Même sort pour les femmes
Chez les travailleuses, le constat est le même. Tasima, qui vit à Maurice depuis cinq ans, a déjà connu la fermeture d’une première usine. Recrutée ensuite par Star Knitwear, elle se retrouve à nouveau au chômage. «Je veux continuer à travailler à Maurice. Je ne veux pas rentrer.» Dans son dortoir, certaines chambres sont toujours privées d’électricité. «Mes collègues vivent à la lueur de leur téléphone ou de bougies.»
Pour Fayzal Ally Beegun, la situation dépasse l’entendement. «Comment en 2025 peut-on encore accepter que des travailleurs étrangers vivent dans de telles conditions ? Ce sont des êtres humains. Ils sont venus ici pour travailler, pas pour mendier.» Le syndicaliste fustige le manque de réactivité des autorités. «Il faut un fonds de soutien. Quand une compagnie est mise en liquidation, les travailleurs ne doivent pas être abandonnés. On doit pouvoir leur verser un minimum pour qu’ils puissent manger.»

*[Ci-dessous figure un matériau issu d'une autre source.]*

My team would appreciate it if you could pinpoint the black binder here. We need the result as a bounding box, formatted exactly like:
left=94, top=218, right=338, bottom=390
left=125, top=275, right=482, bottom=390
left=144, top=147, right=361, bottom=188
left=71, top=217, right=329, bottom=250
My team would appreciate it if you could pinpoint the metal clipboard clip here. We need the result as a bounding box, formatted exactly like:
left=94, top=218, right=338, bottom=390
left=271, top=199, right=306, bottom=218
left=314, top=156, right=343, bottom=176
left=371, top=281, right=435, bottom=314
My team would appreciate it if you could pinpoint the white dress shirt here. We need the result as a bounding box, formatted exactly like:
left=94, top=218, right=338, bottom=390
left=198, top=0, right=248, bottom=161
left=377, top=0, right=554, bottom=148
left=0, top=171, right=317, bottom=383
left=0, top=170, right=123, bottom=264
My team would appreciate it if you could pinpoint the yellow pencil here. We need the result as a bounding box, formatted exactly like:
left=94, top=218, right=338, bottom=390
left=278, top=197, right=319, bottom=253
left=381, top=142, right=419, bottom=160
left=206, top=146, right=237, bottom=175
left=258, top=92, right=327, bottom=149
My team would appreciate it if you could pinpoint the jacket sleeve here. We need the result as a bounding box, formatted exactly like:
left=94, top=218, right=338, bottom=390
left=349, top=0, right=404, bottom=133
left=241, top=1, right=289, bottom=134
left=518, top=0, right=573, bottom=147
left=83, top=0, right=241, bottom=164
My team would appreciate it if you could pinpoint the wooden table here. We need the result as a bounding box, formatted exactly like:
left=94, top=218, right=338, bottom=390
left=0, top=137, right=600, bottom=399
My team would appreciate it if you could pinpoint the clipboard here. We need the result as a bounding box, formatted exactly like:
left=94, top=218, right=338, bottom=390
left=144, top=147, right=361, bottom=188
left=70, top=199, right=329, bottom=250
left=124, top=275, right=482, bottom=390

■ Tasima explique à Fayzal Ally Beegun qu’elle veut rester à Maurice et trouver un autre emploi.
Le syndicaliste demande au ministère du Travail que les étrangers puissent bénéficier du Workfare Programme, le temps de se relancer ailleurs. «Ce n’est pas à nous, syndicalistes, de collecter de l’argent pour qu’ils puissent acheter une bonbonne de gaz ou avoir de l’électricité. Il y a des responsables pour cela. Où sont-ils ?»
Une dette colossale et une usine à l’arrêt
Star Knitwear Ltd, une entreprise textile jadis florissante, est aujourd’hui incapable d’honorer ses dettes, estimées à environ Rs 1 milliard. La société est en receivership, ses comptes gelés, ses activités suspendues. Fayzal Ally Beegun envisage une démarche plus radicale. Il veut écrire au Premier ministre et ministre des Finances, Navin Ramgoolam, pour demander l’annulation pure et simple de cette dette. «Ce n’est qu’à ce prix que la relance pourrait être possible, ou qu’au moins, les travailleurs pourraient être payés.»
■ Les dortoirs des travailleurs étrangers de Star Knitwear à Coromandel.
Ce drame humain soulève une question de fond : comment un pays qui veut attirer des investissements étrangers peut-il traiter ses travailleurs de la sorte ? Fayzal Ally Beegun est catégorique : «Cette situation ne fait pas honneur à Maurice.» Dans les dortoirs de Coromandel, entre balcons défraîchis et chambres surpeuplées, des centaines de voix cherchent à ne pas sombrer dans l’oubli. Celles d’hommes et de femmes venus construire leur avenir ici. Et qui, aujourd’hui, demandent simplement à vivre dans la dignité.